The Instrument of a Place

                It’s a symptom of having reached a certain age that one is compelled, internally as well as by circumstance, as in the case of this exhibition, to look back along one’s trail. I think that most active artists are inclined to focus exclusively forward: to the painting left unfinished yesterday, and to the dim outlines of the one to follow. This is part of the excitement of our vocation, or at least my own: I truly don’t know what my next work will look like, what it will be, and this is both a thrill and an anxiety.

                However, there’s no denying that a forty-odd years’ body of work has a reality that increasingly takes a shape. So when I was asked to look back at my work of over thirty years ago, and unwrapped a number of the paintings, I found, to my relief, that they are still intimate objects to me; that they exist in my present moment as familiars, not as aliens. I know what motivated each one, what I needed to see and to show, even what problems they presented in their making.

                My earliest years of serious work after graduate school, in my first Montreal studio on the Main, were a time of trying to figure out where I stood in the stream of modernism as I had inherited it from my mentors, Roy Kiyooka and Yves Gaucher in Montreal, and Will Townsend in London.
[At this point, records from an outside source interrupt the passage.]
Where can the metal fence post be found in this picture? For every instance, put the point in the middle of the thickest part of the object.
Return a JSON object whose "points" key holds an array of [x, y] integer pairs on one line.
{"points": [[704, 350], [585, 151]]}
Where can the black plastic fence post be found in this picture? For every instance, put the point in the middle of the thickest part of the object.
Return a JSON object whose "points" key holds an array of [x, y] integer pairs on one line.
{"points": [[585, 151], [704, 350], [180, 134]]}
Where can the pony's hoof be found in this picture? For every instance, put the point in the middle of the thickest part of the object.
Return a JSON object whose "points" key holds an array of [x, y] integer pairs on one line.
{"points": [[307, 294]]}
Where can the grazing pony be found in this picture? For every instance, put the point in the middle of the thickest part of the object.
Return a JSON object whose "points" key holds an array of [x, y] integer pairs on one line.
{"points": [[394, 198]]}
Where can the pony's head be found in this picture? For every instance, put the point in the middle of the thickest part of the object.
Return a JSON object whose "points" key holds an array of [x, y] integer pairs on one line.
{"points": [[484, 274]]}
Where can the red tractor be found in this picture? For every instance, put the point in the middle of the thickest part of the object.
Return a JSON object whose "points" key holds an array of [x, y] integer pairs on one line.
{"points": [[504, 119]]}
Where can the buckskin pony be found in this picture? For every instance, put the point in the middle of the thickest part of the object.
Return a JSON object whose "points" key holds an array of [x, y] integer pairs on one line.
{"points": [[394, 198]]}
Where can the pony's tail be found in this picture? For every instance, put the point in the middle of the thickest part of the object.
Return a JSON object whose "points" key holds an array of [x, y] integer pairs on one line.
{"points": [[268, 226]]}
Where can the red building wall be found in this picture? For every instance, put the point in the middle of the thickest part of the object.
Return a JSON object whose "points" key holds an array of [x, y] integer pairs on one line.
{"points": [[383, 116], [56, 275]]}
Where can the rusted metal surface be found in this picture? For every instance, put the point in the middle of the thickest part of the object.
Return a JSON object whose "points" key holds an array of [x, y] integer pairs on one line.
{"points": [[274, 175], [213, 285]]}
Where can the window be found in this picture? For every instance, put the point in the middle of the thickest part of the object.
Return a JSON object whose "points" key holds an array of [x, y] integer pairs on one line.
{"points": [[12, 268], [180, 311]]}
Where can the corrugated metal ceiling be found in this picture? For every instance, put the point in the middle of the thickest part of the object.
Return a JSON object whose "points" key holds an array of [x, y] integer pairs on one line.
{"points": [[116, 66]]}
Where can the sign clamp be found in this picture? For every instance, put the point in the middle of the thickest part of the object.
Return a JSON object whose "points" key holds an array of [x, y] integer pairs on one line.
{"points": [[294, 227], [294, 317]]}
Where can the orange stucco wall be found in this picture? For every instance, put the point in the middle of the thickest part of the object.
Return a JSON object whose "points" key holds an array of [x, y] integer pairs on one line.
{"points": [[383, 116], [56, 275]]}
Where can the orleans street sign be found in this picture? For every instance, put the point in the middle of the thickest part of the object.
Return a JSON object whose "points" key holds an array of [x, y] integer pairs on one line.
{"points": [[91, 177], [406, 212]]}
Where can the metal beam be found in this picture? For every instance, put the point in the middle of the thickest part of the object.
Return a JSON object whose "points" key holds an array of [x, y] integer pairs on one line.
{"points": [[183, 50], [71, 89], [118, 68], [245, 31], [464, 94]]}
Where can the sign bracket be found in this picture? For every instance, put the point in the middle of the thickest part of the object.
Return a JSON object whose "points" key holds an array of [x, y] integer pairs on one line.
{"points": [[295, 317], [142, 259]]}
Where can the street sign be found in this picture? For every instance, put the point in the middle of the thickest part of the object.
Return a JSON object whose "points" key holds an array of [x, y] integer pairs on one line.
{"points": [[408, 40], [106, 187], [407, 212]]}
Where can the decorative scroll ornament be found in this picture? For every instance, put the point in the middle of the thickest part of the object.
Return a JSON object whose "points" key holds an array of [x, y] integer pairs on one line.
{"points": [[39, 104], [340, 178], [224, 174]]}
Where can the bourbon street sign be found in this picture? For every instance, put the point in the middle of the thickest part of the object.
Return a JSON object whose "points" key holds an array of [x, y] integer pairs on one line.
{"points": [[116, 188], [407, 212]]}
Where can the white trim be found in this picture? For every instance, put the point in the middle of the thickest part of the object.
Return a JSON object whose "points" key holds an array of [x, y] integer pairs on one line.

Roy had already hinted a warning, saying that he himself had worked in the faith that art was a wedge driving forward in time, and he needed to be at its edge. When he came to realize that this faith had evaporated, that there was no wedge of inexorable progress, he lost the need to struggle to its front. Roy had experienced this as a liberation, and his creative forces found other, more anarchic outlets, fed by his sense of irony and humour. For a couple of years I ignored his warning and rushed ahead to explore a kind of purified form and process which I thought addressed the problems I saw in the painting of the 60s that I admired. But Roy had been right, and I eventually ran aground. I locked the studio up for the summer and left for Italy, not knowing whether I’d ever open it again.

                The pull of Italy had begun some years before and had become more and more insistent. In London I’d started to read the works of Adrian Stokes on the Quattrocento, on stone and water, on the deep links between the imagination and material. Inevitably, after Stokes, I put a foot into Freud, and soon found myself immersed. For the first time I felt that here was a way to think about inspiration and about the work of the mind that made sense to me. I began to think about form as not so much a symbolic thing, but as an embodiment of deep-rooted fantasy.

               I suppose it’s not surprising, then, that Italian architecture had such a devastating impact on me when I first met it in the flesh. The bodies of buildings, their masses and hollows, the windows cut into the walls, the rhythms of the surface decorations and, perhaps most important, the way stone modulated Tuscan light and shadow, captured me completely. It would be several years before Italian painting had an equal impact on me.

                Back in my studio in the fall, and without any conscious decision, I had a subject that compelled me. It was the experience of a place in time. My curiosity about painterly process or strategy as a thing-in-itself just vanished, replaced by an urgent desire to capture something of the feeling I had undergone. I needed a scale large enough to make paintings with the gravity and permanence which moved me, even when they were rooted in something evanescent like the shadow of a window-shutter on a slanted wall, or the shape of a doorknob set into a hollow bronze plate. Most important of all was the sense I now had, of the world open and filled with forms that offered themselves to be encountered and responded to at the deepest levels of my imagination.

                In the decade that followed there were paintings inspired by the work of architects - first Alberti, then Luciano Laurana, later Borromini and the Roman Baroque, but also by the poetry of Montale, of Dino Campana, of John Donne, whose imagery linked itself in my mind with things, places, stories, and light. Looking back, I’m moved by the still-warm presence of these ghosts with whom I lived my life in the studio in those years. To the young painter I was in my thirties, that rich world of voices and visions was a fresh territory waiting to be made real and shaped into a gift.